In the process, however, Langham and colleagues have set up what they hope will be powerful tools not only for conducting focused monitoring efforts, as the State of the Birds report does. The tools used to project the rise in unfavorable climate regimes also suggests the future locations for favorable regimes, which can inform habitat-conservation efforts.

Yet Langham cautions that climate alone doesn't ensure the success of birds that can shift with their preferred climate regime. They can migrate faster than the plants or animals on which they rely for food, and so might try to occupy a new range before it could support them.

In other cases, the newcomers might become invasive species in their own right.

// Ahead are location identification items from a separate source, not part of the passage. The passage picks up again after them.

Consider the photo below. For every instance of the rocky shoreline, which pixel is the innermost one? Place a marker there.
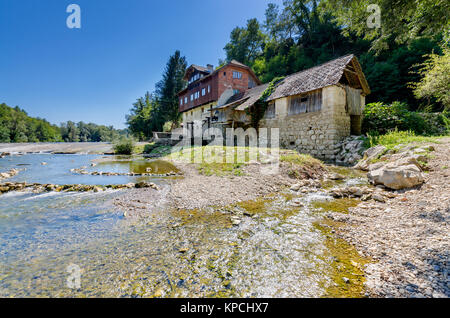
(408, 237)
(41, 188)
(402, 221)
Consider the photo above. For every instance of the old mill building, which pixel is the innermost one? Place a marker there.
(314, 109)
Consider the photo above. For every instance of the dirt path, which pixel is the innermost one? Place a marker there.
(408, 236)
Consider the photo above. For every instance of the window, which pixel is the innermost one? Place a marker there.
(309, 103)
(270, 111)
(251, 83)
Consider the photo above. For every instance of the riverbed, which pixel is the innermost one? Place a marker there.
(269, 247)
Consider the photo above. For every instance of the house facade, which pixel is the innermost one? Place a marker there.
(313, 109)
(209, 88)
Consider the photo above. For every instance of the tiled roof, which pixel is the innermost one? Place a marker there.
(323, 75)
(247, 99)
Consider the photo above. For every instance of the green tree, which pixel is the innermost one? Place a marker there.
(246, 44)
(435, 81)
(401, 20)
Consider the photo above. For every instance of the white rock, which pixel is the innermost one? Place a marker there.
(397, 177)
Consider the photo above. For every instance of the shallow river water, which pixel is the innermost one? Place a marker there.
(275, 250)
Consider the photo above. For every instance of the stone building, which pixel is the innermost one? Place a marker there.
(313, 109)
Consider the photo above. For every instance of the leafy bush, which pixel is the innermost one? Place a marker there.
(148, 148)
(382, 118)
(124, 146)
(394, 138)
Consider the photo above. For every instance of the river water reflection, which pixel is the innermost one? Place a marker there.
(276, 252)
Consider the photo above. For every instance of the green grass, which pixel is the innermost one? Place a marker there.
(394, 138)
(300, 159)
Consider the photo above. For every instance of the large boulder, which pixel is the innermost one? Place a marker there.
(397, 176)
(369, 155)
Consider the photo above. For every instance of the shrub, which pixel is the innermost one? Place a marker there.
(124, 146)
(148, 148)
(381, 118)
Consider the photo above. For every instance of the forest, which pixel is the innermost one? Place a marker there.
(17, 126)
(405, 57)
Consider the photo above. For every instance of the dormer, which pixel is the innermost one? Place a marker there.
(195, 72)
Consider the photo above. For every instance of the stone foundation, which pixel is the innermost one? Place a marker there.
(316, 133)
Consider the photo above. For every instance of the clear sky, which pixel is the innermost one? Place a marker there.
(95, 73)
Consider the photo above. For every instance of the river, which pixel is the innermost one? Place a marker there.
(275, 251)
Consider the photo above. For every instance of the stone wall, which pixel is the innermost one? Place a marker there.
(316, 133)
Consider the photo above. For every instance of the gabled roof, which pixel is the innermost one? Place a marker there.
(246, 99)
(206, 70)
(323, 75)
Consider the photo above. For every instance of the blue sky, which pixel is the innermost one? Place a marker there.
(95, 73)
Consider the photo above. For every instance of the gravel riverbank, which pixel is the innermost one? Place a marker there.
(408, 237)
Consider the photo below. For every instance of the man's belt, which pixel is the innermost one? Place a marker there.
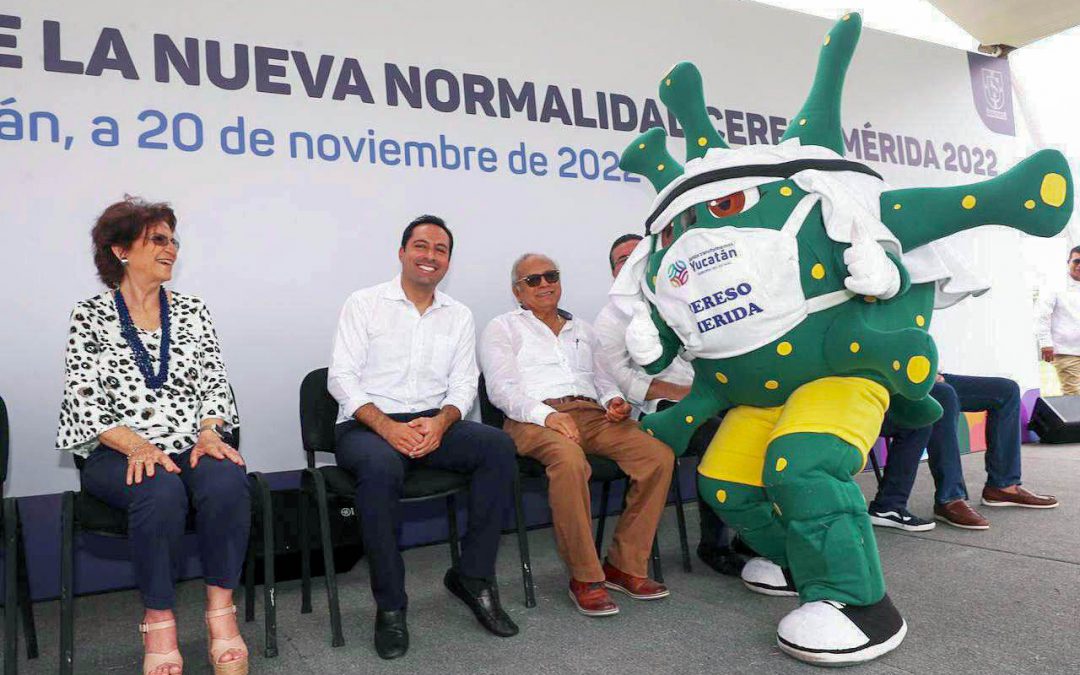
(568, 400)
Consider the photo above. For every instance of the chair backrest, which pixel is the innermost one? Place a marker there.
(488, 414)
(3, 445)
(318, 415)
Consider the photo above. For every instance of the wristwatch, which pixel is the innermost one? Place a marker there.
(217, 429)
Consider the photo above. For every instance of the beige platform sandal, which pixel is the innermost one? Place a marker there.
(152, 660)
(220, 645)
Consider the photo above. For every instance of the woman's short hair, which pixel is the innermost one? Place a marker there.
(120, 225)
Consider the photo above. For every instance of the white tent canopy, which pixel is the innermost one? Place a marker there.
(1014, 23)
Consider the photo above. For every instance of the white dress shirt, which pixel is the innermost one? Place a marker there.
(525, 364)
(387, 353)
(1057, 320)
(610, 329)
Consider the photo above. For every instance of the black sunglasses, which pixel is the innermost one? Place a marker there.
(534, 280)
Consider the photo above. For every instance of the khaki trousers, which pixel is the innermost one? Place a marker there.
(1068, 373)
(646, 460)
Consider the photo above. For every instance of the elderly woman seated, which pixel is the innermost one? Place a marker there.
(147, 406)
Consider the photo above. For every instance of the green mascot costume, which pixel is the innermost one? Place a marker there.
(787, 275)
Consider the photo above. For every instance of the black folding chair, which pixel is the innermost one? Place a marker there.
(82, 512)
(603, 470)
(16, 579)
(318, 417)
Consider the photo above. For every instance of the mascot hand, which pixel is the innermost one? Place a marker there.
(872, 272)
(643, 338)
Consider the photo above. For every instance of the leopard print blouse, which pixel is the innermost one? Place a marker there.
(104, 388)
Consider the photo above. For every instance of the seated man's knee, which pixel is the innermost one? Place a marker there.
(163, 494)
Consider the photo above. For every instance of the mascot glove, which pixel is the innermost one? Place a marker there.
(643, 338)
(873, 272)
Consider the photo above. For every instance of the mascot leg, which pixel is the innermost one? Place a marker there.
(813, 455)
(729, 478)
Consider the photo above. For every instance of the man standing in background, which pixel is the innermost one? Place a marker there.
(1057, 324)
(646, 391)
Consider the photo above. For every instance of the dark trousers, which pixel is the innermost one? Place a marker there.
(485, 453)
(999, 397)
(158, 511)
(714, 532)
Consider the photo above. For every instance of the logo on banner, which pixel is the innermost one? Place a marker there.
(994, 88)
(991, 92)
(678, 273)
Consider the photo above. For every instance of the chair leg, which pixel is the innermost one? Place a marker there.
(877, 468)
(67, 584)
(10, 592)
(305, 504)
(451, 516)
(269, 603)
(658, 571)
(29, 626)
(324, 535)
(523, 543)
(605, 496)
(680, 518)
(250, 580)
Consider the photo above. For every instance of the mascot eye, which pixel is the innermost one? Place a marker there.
(732, 204)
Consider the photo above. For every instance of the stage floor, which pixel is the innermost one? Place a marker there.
(1002, 601)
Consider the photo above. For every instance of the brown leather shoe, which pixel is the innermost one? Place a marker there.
(637, 588)
(998, 497)
(958, 513)
(592, 598)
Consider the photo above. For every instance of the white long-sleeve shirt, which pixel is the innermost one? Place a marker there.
(1057, 319)
(525, 364)
(387, 353)
(610, 329)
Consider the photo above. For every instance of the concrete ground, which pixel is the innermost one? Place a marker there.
(1002, 601)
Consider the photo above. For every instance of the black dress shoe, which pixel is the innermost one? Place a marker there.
(723, 559)
(391, 634)
(484, 603)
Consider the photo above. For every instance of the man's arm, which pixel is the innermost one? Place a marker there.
(504, 388)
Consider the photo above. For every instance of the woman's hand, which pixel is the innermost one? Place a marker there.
(212, 445)
(144, 459)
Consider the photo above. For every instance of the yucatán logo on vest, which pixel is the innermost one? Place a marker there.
(730, 305)
(677, 273)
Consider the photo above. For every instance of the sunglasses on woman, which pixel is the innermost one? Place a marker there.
(161, 240)
(534, 280)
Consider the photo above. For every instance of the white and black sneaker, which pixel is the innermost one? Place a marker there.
(763, 576)
(831, 633)
(901, 518)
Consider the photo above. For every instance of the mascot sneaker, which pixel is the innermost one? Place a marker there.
(763, 576)
(831, 633)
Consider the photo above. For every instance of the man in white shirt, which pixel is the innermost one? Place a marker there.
(1058, 327)
(404, 373)
(561, 404)
(645, 391)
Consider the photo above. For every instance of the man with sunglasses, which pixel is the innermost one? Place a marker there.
(404, 373)
(650, 393)
(1058, 327)
(543, 372)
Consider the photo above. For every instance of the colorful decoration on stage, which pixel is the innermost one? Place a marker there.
(783, 272)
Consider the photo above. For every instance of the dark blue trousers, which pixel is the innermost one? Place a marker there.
(485, 453)
(999, 397)
(157, 513)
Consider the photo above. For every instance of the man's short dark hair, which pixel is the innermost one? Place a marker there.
(427, 219)
(619, 242)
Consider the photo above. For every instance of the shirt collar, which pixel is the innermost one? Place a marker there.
(393, 291)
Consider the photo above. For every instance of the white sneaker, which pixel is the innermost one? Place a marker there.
(831, 633)
(763, 576)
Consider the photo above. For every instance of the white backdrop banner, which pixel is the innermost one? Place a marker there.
(296, 140)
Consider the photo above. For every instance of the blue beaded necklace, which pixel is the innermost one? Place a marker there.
(153, 380)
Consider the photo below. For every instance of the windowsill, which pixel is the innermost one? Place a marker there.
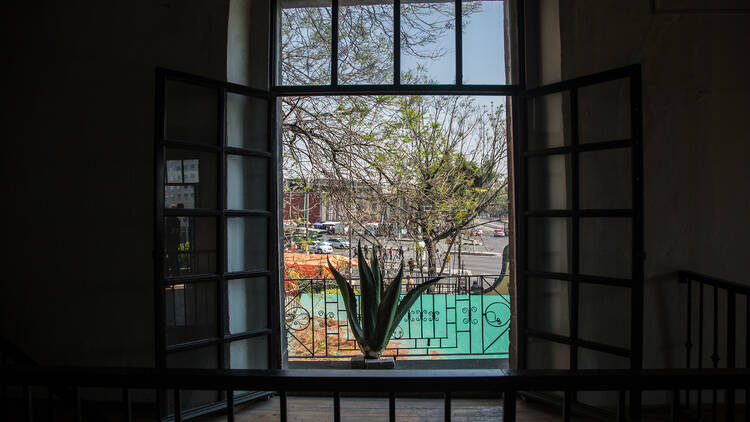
(500, 363)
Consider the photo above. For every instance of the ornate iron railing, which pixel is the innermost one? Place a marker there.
(462, 316)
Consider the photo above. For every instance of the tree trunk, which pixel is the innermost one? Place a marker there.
(429, 246)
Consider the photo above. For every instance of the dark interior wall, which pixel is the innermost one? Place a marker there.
(77, 162)
(696, 144)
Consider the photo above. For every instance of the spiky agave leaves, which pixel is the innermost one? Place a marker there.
(381, 310)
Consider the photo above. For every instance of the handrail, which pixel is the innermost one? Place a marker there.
(714, 281)
(369, 380)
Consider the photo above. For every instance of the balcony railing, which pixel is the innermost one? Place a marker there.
(34, 381)
(462, 316)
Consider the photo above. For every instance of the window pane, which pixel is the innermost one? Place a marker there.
(204, 358)
(483, 42)
(606, 247)
(549, 244)
(191, 179)
(549, 182)
(600, 309)
(247, 243)
(190, 312)
(593, 359)
(247, 122)
(546, 120)
(248, 304)
(365, 42)
(544, 354)
(250, 353)
(247, 183)
(305, 42)
(428, 43)
(189, 245)
(605, 179)
(192, 113)
(549, 302)
(604, 111)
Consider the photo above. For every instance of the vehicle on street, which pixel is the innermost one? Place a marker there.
(321, 247)
(338, 242)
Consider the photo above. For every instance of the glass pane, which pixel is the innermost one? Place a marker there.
(204, 358)
(604, 314)
(604, 111)
(605, 179)
(248, 304)
(365, 42)
(592, 359)
(305, 38)
(247, 122)
(189, 245)
(549, 182)
(250, 353)
(549, 244)
(606, 247)
(428, 43)
(247, 183)
(483, 42)
(191, 179)
(190, 312)
(546, 121)
(543, 354)
(549, 305)
(247, 243)
(192, 113)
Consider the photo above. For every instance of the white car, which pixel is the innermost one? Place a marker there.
(338, 242)
(322, 247)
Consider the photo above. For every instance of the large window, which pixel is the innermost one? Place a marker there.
(440, 46)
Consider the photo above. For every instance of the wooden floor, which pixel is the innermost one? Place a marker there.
(320, 409)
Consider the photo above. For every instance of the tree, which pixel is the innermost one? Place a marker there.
(426, 165)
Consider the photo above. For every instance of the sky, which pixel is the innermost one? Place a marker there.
(483, 49)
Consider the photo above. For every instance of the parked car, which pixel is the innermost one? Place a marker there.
(338, 242)
(321, 247)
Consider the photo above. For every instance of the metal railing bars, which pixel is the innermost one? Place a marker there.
(719, 289)
(496, 381)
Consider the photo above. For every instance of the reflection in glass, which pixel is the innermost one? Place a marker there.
(190, 312)
(551, 298)
(191, 113)
(365, 42)
(247, 243)
(605, 179)
(305, 37)
(549, 182)
(546, 121)
(602, 307)
(250, 353)
(483, 42)
(247, 183)
(189, 245)
(190, 179)
(248, 304)
(606, 247)
(549, 244)
(604, 111)
(247, 122)
(204, 358)
(428, 43)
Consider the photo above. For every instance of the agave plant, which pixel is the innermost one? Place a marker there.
(381, 309)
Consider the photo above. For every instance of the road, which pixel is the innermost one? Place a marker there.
(488, 251)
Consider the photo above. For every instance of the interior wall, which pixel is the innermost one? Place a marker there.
(77, 162)
(696, 143)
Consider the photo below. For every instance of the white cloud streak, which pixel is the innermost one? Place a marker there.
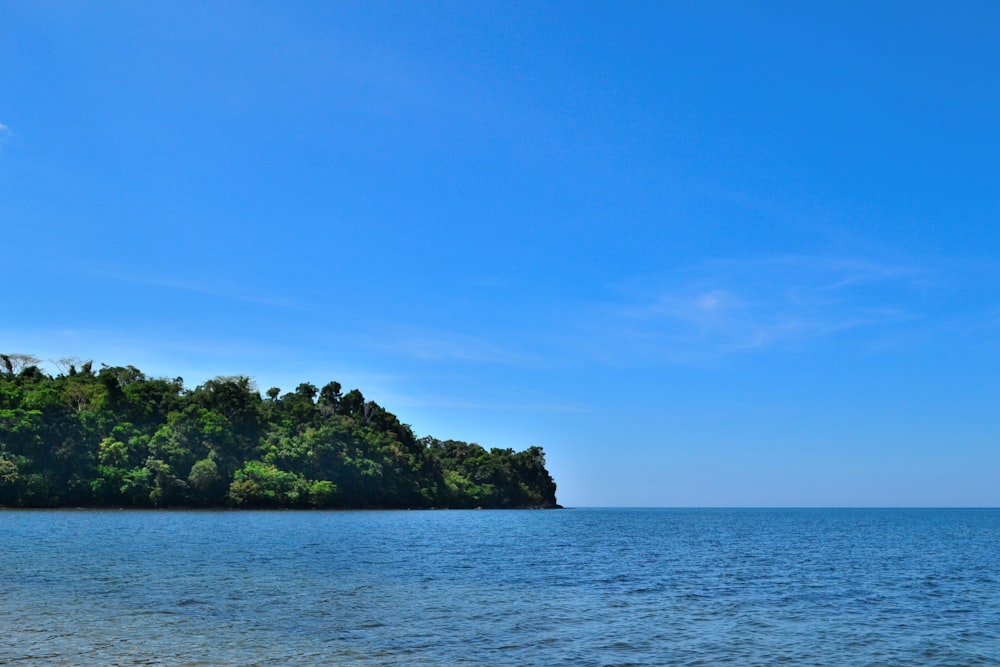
(723, 307)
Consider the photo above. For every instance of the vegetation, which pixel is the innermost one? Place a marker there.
(115, 437)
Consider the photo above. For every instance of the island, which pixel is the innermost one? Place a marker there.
(114, 437)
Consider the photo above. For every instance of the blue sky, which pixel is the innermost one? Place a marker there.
(703, 253)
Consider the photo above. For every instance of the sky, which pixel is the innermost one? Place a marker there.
(703, 253)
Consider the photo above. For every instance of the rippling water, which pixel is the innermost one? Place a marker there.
(574, 587)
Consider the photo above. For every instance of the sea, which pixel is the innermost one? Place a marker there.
(837, 587)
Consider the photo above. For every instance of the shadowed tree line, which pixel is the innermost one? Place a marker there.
(115, 437)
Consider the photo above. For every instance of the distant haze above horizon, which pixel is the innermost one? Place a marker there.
(704, 254)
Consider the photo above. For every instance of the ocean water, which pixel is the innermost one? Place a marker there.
(571, 587)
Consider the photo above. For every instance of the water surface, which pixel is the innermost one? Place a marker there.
(573, 587)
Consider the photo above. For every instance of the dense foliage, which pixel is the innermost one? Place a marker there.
(115, 437)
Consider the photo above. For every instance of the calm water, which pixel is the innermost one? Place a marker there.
(574, 587)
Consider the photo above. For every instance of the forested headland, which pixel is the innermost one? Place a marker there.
(113, 437)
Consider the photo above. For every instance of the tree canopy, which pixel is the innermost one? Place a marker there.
(115, 437)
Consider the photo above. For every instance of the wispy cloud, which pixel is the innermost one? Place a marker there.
(724, 306)
(422, 344)
(228, 290)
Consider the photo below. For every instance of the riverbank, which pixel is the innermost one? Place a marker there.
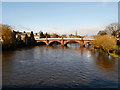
(111, 54)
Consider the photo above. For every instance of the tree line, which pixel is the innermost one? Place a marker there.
(108, 40)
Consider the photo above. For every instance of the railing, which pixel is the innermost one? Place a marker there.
(63, 38)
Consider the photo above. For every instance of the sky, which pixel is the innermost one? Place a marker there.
(87, 18)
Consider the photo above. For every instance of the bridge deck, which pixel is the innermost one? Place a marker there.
(63, 39)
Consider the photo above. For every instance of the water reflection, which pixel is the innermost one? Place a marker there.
(58, 65)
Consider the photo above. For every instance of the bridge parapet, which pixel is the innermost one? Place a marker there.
(64, 41)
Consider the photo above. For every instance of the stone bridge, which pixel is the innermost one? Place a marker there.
(64, 41)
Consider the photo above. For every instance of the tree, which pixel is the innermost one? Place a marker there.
(19, 38)
(106, 42)
(111, 28)
(7, 36)
(102, 33)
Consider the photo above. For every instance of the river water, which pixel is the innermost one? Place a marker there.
(57, 66)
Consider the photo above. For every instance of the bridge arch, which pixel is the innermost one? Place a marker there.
(41, 43)
(52, 42)
(67, 42)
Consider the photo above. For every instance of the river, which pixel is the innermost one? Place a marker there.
(57, 66)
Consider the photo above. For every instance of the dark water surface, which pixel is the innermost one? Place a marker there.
(57, 66)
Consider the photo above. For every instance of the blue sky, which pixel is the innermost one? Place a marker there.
(60, 17)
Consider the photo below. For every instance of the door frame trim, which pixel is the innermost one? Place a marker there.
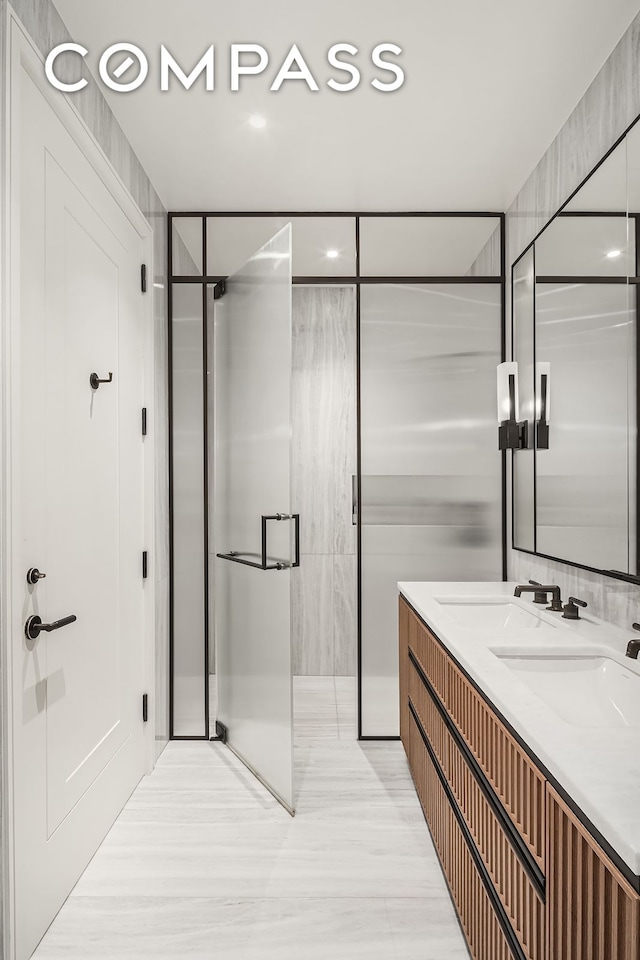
(18, 51)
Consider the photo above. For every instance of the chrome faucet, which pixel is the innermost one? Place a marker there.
(540, 588)
(633, 647)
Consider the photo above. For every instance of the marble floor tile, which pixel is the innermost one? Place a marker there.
(204, 863)
(249, 929)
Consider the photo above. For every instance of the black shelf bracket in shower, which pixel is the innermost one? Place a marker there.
(237, 556)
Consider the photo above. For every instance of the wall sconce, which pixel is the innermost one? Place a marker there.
(543, 404)
(512, 435)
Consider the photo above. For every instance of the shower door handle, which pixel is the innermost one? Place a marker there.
(236, 556)
(282, 516)
(34, 626)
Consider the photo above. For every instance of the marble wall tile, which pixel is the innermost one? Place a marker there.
(606, 110)
(312, 478)
(162, 664)
(340, 308)
(323, 463)
(345, 614)
(312, 616)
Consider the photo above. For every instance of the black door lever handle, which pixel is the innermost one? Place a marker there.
(34, 626)
(95, 380)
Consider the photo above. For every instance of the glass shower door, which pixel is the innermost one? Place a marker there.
(256, 534)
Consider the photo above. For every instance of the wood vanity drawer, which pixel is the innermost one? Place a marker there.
(516, 780)
(483, 930)
(593, 913)
(513, 876)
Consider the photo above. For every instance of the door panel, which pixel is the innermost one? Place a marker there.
(253, 452)
(77, 723)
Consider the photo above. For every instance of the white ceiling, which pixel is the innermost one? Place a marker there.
(489, 84)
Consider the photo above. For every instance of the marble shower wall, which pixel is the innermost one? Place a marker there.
(46, 29)
(323, 609)
(609, 106)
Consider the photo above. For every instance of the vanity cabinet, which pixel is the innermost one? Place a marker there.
(527, 879)
(594, 913)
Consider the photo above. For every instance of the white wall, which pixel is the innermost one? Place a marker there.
(45, 27)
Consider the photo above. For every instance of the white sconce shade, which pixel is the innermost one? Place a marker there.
(543, 404)
(543, 391)
(508, 401)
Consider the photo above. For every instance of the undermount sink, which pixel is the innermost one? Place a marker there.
(495, 614)
(587, 691)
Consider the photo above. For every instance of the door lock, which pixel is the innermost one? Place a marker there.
(33, 575)
(34, 626)
(95, 380)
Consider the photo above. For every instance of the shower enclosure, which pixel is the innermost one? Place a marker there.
(398, 325)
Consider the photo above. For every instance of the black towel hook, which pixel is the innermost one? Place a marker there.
(95, 380)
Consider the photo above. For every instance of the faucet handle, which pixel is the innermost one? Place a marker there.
(571, 611)
(539, 596)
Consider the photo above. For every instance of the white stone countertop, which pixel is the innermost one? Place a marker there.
(597, 765)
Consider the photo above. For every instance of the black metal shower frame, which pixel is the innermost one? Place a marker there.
(210, 280)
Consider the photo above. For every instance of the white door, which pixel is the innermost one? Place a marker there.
(78, 742)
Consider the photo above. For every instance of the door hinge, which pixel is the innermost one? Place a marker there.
(221, 732)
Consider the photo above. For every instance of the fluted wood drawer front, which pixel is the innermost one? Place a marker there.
(479, 922)
(433, 659)
(518, 894)
(516, 780)
(403, 633)
(593, 913)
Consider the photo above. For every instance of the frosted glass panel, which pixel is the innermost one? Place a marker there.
(188, 513)
(430, 485)
(429, 246)
(253, 449)
(523, 463)
(231, 240)
(585, 247)
(186, 250)
(586, 334)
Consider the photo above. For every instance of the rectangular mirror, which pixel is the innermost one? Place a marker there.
(574, 488)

For instance, the Mississippi kite is a raptor that breeds in colonies along the Gulf of Mexico. Its climate regime is projected to march north into the US heartland.

"If it is able to occupy that, it could expand its range dramatically, almost 2,000 percent" compared with today's range, Langham says. The bird feeds on small vertebrates – lizards, for instance, or other small birds. Will it satisfy its appetite at the expense of other species that are native to the heartland but struggling to exist?

Beyond their attempts to inform conservation decisions, the pair of studies have political value, says David Mizejewski, a naturalist with the National Wildlife Federation in Reston, Va.

Birding and an appreciation for these descendants of dinosaurs cut across political divides, he says. They are more immediate for more people than polar bears or penguins.

With the threat of species losses, either as direct fatalities or through shifts in ranges, looming with the destruction, fragmentation of shifts in habitat ranges, Dr. Mizejewski says, "Reports and studies like this are really important ... in trying to get people to focus on the issue of climate change and the impacts it's having."

[Editor's note: The original version identified Ken Rosenberg incorrectly.]